1. The problem statement, all variables and given/known data

A block of wood which weighs 0.72 kg is being pushed across a floor. After 2s, the block has a velocity of 1.6m/s[F]. μK = 0.64.

a) Find the net force acting on the block of wood.
b) Find the force of friction acting of the block.
c) Find the force actually pushing the block of wood.

2. Relevant equations

$m = 0.72kg$
$Δt = 2s$
$μ_K = 0.64$
$\vec{v_H} = 1.6 m/s [F]$

3. The attempt at a solution

a) Okay so I want to find the net force acting on the wood. First off, the block has no movement in the vertical direction at all so we know $F_N = F_G = ma = (0.72)(9.8) = 7.06N$ and the final vertical force $F_V = 0$.

If the block is increasing velocity over time horizontally, then it is accelerating horizontally. Using this acceleration we can find the force in the horizontal direction. I believe I can use this kinematic equation :

$\vec{v_H} = \vec{v_1} + \vec{a}Δt$
$1.6 m/s [F] = 0 + (2s) \vec{a}$ [There is no initial horizontal velocity so $\vec{v_1} = 0$]
$0.8 m/s^2 [F] = \vec{a}$

Now to find the net force which happens to be in the horizontal direction only, I use :

$\vec{F_H} = m \vec{a} = (0.72kg)(0.8 m/s^2 [F]) = 0.58N [F]$

Therefore the net force acting on the block of wood is 0.58N [F].

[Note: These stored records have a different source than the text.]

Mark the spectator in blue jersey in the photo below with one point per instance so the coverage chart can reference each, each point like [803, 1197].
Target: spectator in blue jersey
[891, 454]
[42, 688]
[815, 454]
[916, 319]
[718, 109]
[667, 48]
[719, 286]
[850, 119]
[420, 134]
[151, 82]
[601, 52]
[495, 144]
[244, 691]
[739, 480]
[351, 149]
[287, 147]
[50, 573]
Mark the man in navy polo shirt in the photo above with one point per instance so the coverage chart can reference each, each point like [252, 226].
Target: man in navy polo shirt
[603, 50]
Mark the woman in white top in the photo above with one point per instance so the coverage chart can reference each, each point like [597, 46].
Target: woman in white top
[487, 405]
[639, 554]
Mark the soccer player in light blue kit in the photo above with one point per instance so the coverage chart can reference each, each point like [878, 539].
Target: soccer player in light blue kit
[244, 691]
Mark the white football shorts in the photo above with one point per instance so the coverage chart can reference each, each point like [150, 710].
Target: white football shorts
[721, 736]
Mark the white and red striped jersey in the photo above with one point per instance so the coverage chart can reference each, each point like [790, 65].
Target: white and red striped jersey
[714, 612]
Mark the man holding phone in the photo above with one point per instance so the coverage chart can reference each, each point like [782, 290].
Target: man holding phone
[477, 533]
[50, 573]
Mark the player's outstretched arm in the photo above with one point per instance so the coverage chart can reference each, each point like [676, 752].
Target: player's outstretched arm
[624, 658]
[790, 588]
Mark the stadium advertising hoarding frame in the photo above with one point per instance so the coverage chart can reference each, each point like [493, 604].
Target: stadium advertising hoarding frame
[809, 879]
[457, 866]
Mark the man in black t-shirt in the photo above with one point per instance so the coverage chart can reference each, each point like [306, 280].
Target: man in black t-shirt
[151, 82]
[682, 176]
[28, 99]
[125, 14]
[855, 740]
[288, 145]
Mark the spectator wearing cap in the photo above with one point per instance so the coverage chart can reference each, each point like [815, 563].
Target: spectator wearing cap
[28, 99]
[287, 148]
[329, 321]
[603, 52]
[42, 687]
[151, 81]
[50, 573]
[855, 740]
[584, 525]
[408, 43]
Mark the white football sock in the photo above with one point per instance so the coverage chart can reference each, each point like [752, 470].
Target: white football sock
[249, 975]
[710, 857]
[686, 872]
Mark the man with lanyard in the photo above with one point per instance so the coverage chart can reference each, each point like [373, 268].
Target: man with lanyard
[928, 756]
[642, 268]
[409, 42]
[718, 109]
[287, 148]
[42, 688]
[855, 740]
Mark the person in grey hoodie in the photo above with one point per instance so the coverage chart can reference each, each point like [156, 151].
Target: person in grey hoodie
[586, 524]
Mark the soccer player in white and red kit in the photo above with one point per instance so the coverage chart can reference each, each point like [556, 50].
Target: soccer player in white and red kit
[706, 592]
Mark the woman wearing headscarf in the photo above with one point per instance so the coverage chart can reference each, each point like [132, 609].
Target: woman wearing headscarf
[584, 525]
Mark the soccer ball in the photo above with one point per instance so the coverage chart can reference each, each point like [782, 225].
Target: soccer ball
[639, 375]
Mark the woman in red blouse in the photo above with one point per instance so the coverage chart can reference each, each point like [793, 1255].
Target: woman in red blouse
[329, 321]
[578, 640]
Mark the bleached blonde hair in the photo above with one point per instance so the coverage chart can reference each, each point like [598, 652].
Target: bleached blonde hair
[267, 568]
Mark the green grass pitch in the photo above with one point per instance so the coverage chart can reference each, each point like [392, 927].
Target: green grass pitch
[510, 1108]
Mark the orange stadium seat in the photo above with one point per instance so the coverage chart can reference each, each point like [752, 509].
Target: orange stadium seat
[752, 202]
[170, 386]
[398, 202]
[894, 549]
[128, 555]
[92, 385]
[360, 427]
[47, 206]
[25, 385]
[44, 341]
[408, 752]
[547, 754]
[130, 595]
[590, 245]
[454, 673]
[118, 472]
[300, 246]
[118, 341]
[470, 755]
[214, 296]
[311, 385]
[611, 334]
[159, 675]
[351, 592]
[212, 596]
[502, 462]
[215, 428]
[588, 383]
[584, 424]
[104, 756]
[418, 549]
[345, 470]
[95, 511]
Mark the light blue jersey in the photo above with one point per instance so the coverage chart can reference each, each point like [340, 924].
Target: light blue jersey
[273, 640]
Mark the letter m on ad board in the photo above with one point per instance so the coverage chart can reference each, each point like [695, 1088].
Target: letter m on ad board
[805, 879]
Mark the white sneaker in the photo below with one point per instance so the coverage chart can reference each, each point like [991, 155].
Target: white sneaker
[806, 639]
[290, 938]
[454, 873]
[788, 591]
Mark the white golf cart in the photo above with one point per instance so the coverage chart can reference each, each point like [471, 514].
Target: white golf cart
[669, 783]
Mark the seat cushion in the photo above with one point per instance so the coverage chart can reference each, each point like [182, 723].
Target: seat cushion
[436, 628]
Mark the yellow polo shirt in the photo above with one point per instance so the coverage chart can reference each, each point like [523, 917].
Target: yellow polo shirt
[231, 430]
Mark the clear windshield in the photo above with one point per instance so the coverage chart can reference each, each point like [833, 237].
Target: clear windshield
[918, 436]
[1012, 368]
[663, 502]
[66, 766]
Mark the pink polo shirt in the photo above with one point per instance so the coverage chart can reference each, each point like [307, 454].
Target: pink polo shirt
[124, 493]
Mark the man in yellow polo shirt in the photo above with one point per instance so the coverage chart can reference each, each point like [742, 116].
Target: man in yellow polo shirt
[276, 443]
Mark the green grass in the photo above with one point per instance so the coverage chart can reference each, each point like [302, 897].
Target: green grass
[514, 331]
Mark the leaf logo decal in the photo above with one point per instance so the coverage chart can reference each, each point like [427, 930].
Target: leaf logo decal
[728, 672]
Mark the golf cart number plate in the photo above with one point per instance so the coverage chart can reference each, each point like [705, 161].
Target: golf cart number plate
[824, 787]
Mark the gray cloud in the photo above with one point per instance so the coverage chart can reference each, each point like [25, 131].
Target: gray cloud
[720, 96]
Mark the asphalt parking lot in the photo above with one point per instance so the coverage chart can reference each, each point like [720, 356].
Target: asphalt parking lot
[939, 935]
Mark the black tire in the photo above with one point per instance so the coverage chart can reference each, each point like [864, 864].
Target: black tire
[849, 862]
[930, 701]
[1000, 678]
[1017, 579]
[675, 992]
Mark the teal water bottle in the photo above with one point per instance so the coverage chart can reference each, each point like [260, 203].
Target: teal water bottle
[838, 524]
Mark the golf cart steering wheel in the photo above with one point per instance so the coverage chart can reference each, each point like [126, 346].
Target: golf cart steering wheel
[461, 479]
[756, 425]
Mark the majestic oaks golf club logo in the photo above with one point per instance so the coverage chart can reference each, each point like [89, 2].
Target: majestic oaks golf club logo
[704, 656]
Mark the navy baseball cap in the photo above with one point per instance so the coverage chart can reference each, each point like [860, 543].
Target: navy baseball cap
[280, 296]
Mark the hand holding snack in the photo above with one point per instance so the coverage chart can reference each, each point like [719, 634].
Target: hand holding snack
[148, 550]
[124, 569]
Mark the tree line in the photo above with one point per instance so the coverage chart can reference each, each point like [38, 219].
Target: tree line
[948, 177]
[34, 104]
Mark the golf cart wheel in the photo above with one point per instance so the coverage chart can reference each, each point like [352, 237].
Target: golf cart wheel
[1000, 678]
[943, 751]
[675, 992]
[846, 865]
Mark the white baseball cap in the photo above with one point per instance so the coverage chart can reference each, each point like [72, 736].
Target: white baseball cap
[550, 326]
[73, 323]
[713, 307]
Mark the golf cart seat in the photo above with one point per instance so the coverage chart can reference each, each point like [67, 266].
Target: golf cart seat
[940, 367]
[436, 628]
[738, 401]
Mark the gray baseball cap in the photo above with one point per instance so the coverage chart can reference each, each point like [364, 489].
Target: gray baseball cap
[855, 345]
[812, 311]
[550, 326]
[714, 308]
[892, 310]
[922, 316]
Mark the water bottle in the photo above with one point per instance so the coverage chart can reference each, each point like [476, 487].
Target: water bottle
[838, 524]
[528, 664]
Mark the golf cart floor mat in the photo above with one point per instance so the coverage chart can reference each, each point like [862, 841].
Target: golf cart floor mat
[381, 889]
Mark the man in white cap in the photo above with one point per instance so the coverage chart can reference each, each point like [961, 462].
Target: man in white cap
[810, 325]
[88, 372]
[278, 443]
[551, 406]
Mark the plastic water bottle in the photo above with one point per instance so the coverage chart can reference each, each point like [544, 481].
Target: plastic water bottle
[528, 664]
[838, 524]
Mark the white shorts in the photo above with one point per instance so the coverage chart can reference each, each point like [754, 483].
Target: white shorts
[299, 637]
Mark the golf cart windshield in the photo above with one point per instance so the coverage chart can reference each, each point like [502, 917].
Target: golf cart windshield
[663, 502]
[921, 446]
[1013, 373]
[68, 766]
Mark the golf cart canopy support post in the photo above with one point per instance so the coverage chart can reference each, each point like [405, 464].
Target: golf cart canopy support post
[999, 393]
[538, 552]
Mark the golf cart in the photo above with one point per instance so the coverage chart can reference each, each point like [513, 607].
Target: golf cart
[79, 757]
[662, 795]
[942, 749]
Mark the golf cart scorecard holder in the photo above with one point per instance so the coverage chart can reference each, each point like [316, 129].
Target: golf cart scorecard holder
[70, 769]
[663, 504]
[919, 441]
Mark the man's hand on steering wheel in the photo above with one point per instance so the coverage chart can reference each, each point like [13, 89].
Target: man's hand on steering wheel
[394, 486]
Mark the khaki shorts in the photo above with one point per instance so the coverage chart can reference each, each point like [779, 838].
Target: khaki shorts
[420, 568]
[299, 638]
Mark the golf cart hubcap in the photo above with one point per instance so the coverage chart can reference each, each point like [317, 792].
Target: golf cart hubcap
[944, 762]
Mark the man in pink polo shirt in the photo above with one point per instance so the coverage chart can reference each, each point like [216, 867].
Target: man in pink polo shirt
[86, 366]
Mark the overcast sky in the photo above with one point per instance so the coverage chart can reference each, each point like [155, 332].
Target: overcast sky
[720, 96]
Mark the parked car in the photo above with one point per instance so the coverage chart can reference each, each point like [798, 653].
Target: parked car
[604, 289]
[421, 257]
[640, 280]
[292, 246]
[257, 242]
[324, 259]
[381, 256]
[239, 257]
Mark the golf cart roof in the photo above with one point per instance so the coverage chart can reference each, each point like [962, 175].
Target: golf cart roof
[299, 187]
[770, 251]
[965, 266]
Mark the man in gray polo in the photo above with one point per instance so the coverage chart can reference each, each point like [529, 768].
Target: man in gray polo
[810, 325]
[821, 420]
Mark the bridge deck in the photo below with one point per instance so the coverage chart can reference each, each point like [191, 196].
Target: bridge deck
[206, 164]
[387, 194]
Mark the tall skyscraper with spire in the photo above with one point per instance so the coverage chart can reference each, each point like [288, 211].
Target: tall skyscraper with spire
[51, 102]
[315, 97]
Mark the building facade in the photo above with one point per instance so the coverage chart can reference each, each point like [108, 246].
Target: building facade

b) I think I need to use :

$F_K = μ_KF_N = (0.64)(7.06) = 4.52N$.

c) Logically the force acting on the wood should be the frictional force together with the net force

$F_A = F_K + F_H = 0.58N + 4.52N = 5.1N$

Therefore the block is being pushed with a force of 5.1N to get it to move forward.

2. Jul 30, 2013

### 462chevelle

you don't sseem to have a question? without doing the math it looks to be ok work. im not sure about the very last equation. but like you say it seems logical to add the forces.

3. Jul 30, 2013

### barryj

4. Jul 30, 2013

### Zondrina

The applied force $F_A$ has to exceed the frictional force for the block to be accelerating forward ( This is what I thought ).

Given that the net force in the horizontal direction is 0.58 [F] and the frictional force is 4.52N , the applied force must then be the sum of the frictional force and the net force because the applied force minus the frictional force is the net force.

EDIT : Thank you chev and barry for checking.